Based on that knowledge and his know-how in atomic-scale models of chemical reactions, Chris O’Brien, a computational materials science postdoctoral researcher, studied the way chemical agents deform in concrete. He created an agent bound to many representative concrete environments and monitored the way this contact accelerated or restricted the usual break-down process.
He plans to study other chemical agents, if time and funds permit. The team will use the findings to establish the ideal way to cleanse concrete exposed to harmful chemicals.
Solving the Larger Problem
There is a lot more to be achieved by Tenney and his team before they can recommend newer decontamination mixtures for concrete, but they have established how powerfully a number of agents stick to concrete pores and which ones cluster together.
Tenney is keen to partner with geochemists to see the bigger picture. Using data obtained from the nanoscale models as a preliminary point, they could then study larger bits of concrete - still smaller than a human hair - and monitor the way chemical agents soak into the concrete.
Tenney feels that once the team is able to understand the movement of chemical agents in concrete, then they could recommend decontamination mixtures that would travel in the same manner, following an agent to its concealed place within the concrete.
One advantage of the computer models is that they allow moderately fast assessment of various potential decontamination solutions, often much faster than experiments. This will allow Tenney’s team monitor several different formulations to assess which ones are ideal at drawing the agents out of concrete or away from each other.
Another future objective is to experimentally investigate these new decontamination techniques on concrete contaminated with sample chemicals to confirm the insights obtained via the computer modeling.
Their findings from the computational models could pave the way for more accurate field tests, said Tenney. Tests that precisely establish the areas influenced by an event and whether the cleaning was successful would enhance the reliability and efficiency of decontamination.
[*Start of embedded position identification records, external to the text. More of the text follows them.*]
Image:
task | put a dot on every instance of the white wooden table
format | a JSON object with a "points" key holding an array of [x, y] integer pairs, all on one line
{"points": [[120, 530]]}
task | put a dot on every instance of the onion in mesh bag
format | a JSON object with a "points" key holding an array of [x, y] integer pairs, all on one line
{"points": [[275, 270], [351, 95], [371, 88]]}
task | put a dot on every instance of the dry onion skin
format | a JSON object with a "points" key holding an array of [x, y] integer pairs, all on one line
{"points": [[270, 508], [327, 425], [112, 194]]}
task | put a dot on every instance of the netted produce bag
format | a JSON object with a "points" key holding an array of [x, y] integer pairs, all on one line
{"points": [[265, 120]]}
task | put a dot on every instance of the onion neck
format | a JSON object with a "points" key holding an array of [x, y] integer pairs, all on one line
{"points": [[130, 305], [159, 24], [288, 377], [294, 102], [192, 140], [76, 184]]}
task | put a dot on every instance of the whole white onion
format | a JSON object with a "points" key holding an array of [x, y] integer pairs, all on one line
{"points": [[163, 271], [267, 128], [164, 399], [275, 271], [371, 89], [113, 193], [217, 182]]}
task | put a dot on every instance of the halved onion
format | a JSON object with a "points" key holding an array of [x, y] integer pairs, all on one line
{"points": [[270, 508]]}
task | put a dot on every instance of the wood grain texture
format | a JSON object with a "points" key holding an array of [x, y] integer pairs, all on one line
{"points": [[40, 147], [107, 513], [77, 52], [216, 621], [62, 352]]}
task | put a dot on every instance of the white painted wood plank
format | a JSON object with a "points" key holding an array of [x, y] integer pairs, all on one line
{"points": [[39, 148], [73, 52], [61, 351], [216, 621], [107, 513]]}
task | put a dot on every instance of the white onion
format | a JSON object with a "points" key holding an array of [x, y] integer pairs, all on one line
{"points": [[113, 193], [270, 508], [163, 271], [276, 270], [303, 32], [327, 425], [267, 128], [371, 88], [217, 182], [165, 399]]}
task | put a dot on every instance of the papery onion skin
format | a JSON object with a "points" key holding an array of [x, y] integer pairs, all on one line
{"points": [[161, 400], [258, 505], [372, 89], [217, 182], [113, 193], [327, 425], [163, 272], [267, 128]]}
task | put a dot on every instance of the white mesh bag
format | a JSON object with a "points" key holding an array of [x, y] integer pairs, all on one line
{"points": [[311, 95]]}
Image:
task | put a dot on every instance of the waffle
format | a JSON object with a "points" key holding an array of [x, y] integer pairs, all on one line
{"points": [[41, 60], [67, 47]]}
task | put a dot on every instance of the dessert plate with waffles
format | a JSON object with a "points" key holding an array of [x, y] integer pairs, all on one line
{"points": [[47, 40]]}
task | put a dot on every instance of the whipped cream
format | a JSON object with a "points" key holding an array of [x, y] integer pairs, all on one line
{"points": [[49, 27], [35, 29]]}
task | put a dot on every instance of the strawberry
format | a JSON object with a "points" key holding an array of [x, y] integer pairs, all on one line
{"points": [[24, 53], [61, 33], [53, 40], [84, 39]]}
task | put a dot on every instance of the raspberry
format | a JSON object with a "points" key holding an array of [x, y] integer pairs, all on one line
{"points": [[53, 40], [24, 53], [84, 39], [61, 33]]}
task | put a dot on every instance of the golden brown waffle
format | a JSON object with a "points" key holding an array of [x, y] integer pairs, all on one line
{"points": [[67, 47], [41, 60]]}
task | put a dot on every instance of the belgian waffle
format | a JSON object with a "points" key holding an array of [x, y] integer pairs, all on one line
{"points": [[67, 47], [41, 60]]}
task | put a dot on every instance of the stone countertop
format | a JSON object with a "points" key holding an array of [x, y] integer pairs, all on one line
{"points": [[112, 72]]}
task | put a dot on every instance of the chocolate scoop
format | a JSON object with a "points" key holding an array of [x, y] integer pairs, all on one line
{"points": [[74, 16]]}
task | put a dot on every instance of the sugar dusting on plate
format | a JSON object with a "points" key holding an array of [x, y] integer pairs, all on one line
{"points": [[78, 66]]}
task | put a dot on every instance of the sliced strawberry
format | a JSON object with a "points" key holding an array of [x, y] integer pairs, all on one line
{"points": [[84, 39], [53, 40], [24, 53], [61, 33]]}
Yes, it would be great from a scientific perspective to just understand what’s going on, but from an engineering point of view, it would also be darn nice if we could take that understanding, tailor our approach for decontamination and make it better. This is a national lab-scale problem and there are lots of little pieces that need to be put together to solve a big problem. If the unfortunate ever does happen, at least we [will be] prepared.